The Jubilee has many social implications. We can
think, for example, of its message of mercy and hope for those who live in
prisons, or its call for closeness and tenderness towards those who suffer and
are on the margins. The Jubilee reminds us that those who are peacemakers “will
be called children of God” (Mt 5:9), and in this way it inspires
hope, points us to the need for an attentive, gentle and reflective
communication, capable of pointing out paths of dialogue. For this reason, I
encourage you to discover and make known the many stories of goodness hidden in
the folds of the news, imitating those gold-prospectors who tirelessly sift the
sand in search of a tiny nugget. It is good to seek out such seeds of hope and
make them known. It helps our world to be a little less deaf to the cry of the
poor, a little less indifferent, a little less closed in on itself. May you
always find those glimmers of goodness that inspire us to hope. This kind
of communication can help to build communion, to make us feel less alone, to
rediscover the importance of walking together.
Do not forget the heart
Dear brothers and sisters, in the face of the
astonishing achievements of technology, I encourage you to care for your heart,
your interior life. What does that mean? Let me offer you a few thoughts.
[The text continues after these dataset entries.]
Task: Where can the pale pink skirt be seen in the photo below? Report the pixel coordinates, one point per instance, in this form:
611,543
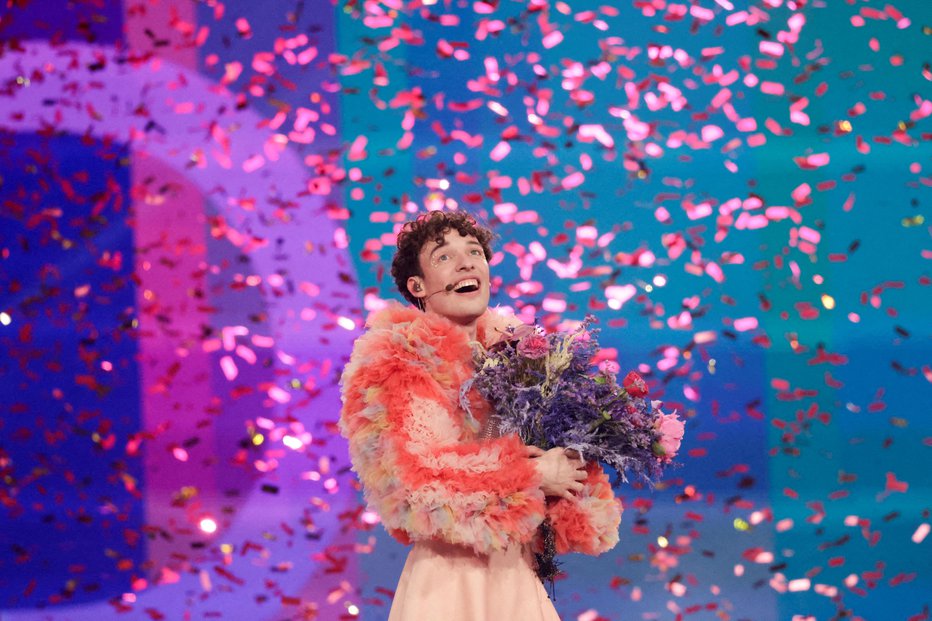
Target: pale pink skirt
451,583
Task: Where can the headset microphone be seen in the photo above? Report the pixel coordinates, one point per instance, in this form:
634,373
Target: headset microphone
446,289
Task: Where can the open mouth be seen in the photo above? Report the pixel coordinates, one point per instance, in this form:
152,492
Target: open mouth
467,286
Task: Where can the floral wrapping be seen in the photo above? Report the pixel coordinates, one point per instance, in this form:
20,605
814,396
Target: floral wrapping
417,453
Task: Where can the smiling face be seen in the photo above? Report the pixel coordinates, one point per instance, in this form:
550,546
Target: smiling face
456,260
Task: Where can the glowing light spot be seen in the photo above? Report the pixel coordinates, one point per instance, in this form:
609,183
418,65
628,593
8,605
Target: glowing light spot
208,525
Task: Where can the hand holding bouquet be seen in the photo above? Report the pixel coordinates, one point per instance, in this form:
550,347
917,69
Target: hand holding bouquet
544,388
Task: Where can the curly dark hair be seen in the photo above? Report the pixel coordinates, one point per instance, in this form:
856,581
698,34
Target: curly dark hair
427,227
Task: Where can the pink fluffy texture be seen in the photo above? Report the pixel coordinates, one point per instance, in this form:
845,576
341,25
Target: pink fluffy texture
417,453
588,523
418,457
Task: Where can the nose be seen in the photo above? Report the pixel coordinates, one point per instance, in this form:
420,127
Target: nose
467,262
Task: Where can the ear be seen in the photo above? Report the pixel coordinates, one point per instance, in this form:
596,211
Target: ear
416,287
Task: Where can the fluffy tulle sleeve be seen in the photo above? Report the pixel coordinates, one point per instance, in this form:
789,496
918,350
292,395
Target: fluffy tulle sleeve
589,522
418,468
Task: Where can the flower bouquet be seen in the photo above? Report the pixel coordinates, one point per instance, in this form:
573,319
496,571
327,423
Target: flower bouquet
544,388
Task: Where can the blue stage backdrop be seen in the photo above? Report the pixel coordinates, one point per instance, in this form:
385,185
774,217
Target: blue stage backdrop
198,206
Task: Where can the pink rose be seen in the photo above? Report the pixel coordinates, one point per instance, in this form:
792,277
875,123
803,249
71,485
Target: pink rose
635,385
534,346
671,431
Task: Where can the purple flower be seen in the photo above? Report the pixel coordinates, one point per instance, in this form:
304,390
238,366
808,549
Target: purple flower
534,346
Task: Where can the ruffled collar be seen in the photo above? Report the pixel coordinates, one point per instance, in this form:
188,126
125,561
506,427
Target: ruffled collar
492,327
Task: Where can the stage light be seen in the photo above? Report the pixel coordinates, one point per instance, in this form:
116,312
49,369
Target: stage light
208,525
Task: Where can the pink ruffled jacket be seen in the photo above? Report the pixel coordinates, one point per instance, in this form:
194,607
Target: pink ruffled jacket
422,465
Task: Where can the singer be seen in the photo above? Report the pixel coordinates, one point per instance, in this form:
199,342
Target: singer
469,500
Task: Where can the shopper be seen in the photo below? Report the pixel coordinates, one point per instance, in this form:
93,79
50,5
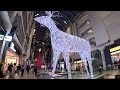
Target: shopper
14,71
100,69
22,70
10,70
18,69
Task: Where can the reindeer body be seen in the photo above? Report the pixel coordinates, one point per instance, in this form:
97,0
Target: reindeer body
65,43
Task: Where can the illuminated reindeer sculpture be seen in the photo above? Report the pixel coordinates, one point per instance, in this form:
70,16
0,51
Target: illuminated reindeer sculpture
65,43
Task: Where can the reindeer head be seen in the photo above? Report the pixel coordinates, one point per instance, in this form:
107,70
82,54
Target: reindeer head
46,20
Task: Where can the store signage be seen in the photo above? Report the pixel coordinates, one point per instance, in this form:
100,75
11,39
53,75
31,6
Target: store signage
8,38
1,37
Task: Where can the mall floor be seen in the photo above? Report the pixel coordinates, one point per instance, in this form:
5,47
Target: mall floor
75,75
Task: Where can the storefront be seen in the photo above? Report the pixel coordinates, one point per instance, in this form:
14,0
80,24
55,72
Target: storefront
112,53
11,55
115,54
78,65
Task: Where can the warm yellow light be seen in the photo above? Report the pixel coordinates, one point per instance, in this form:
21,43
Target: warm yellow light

Be meek and never forget the faces of other people;
speak to the hearts of the women and men whom you serve in carrying out your
work.
Do not allow instinctive reactions to guide your
communication. Always spread hope, even when it is difficult, even when
it costs, even when it seems not to bear fruit.
Try to promote a communication that can heal the
wounds of our humanity.
Make room for the heartfelt trust that, like a slender
but resistant flower, does not succumb to the ravages of life, but blossoms and
grows in the most unexpected places. It is there in the hope of those mothers
who daily pray to see their children return from the trenches of a conflict,
and in the hope of those fathers who emigrate at great risk in search of a
better future. It is also there in the hope of those children who somehow
manage to play, laugh and believe in life even amid the debris of war and in
the impoverished streets of favelas.
Be witnesses and promoters of a non-aggressive
communication; help to spread a culture of care, build bridges and break down
the visible and invisible barriers of the present time.
Tell stories steeped in hope, be concerned about our
common destiny and strive to write together the history of our future.
All this you can do, and we can do, with God’s grace,
which the Jubilee helps us to receive in abundance. This is my prayer, and with
it, I bless each of you and your work.